EKS Operation Review — AWS DevOps Agent Skill¶
A comprehensive Amazon EKS operational review skill for AWS DevOps Agent. Conducts best-practices assessments aligned with the EKS Best Practices Guide and generates a shareable report artifact per cluster.
What It Does¶
When activated via Chat, this skill instructs the DevOps Agent to:
- Discover EKS clusters in the configured account/regions.
- Collect cluster configuration, K8s resources, node groups, add-ons, networking, security, and workloads.

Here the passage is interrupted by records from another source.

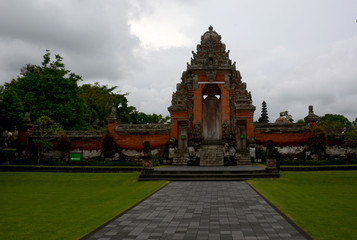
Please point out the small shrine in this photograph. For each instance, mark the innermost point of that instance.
(211, 110)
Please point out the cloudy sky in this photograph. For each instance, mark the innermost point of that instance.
(291, 53)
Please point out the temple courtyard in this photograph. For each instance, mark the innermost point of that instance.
(201, 210)
(76, 205)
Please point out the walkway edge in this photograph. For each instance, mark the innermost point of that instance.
(122, 213)
(302, 232)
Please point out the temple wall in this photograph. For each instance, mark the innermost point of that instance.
(132, 136)
(282, 134)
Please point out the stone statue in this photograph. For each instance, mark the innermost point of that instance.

K8s API is preferred when reachable; AWS APIs are used as fallback.
- Collect 7-day historical CloudWatch metrics, control-plane logs, and CloudTrail events.
- Analyze against 12 EKS best-practices sections (Security, Reliability, Networking, Scalability, Cost Optimization, Karpenter, Cluster Upgrades, etc.).
- Generate a shareable report artifact per cluster, named
eks-review-<cluster-name>-<YYYY-MM-DD>.md.
Agent Types¶
This skill is intended for the following agent types (selected in the Operator Web App at upload time):
- On-demand — conversational invocation in Chat ("review my EKS cluster", "EKS health check").
- Evaluation — proactive operational improvement recommendations.
Select Generic instead if you want the skill available to all agent types.
Prerequisites¶
1. An AWS DevOps Agent Space with the target AWS account¶
You need an existing Agent Space with the target AWS account configured as a cloud source.
2. Integrate the DevOps Agent with each EKS cluster¶
This grants the Agent Space's IAM role read-only Kubernetes API access via an EKS access entry. Repeat for each cluster you want to review.
Reference: AWS EKS access setup
a. Get the Agent Space IAM role ARN
In the AWS DevOps Agent console, open your Agent Space → Capabilities → Cloud → Primary Source → Edit. Copy the IAM role ARN.
b. Verify cluster authentication mode
In the Amazon EKS console, open the cluster → Access tab. The Authentication mode must include EKS API. If it doesn't, switch to a mode that does (note: this change cannot be reverted).
c. Create the access entry
On the cluster's Access tab:
- Click Create access entry.
- IAM principal: paste the Agent Space IAM role ARN from step (a).
- Click Next.
- Access policy: select the AWS managed policy
AmazonAIOpsAssistantPolicy. - Access scope: choose Cluster (or specific Kubernetes namespaces if you want to limit visibility).
- Click Add Policy → Next → Create.
d. Verify
In the Operator Web App Chat, ask: "list all pods in the default namespace on cluster <name>". If pods are returned, access is configured.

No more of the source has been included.